Understanding HTM
Introduction
(repo https://github.com/r-gould/htm)
A description and implementation of the Hierarchical Temporal Memory (HTM) system, a self-supervised, non-probabilistic, non-gradient-based prediction algorithm inspired by the neocortex. The implementation is focused on next token prediction.
- The BaMI document describes the HTM system in high-detail. This post aims to condense the key ideas and algorithms.
The approach rests on some observed properties of the neocortex:
- Uniformity: across different points in the neocortex, the structure and connections are highly similar.
-
Adaptability: different regions of the neocortex can substitute other regions
(Feeding visual input to the auditory cortex in a ferret, the auditory cortex learns to ‘see’, see here. Also, cases of people missing large parts of their brain, but still functioning, as if the remaining parts of the brain are able to rewire and compensate.)

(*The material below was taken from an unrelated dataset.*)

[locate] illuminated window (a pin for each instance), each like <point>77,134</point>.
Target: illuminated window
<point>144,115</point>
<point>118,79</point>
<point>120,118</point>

An extension of these ideas is that the neocortex is built out of functionally identical cortical columns, with, for example, cortical columns in the visual cortex performing the same general algorithm as those in the auditory cortex. The only reason that the cortical columns in these regions perform different roles is because they receive different data, but ultimately, the same general algorithm is being applied.
- See here for the first discovery of this columnar structure.
- This uniformity is seen to work well in machine learning; a single component, such as an attention head or convolutional layer, and composing many (functional) copies of such components together.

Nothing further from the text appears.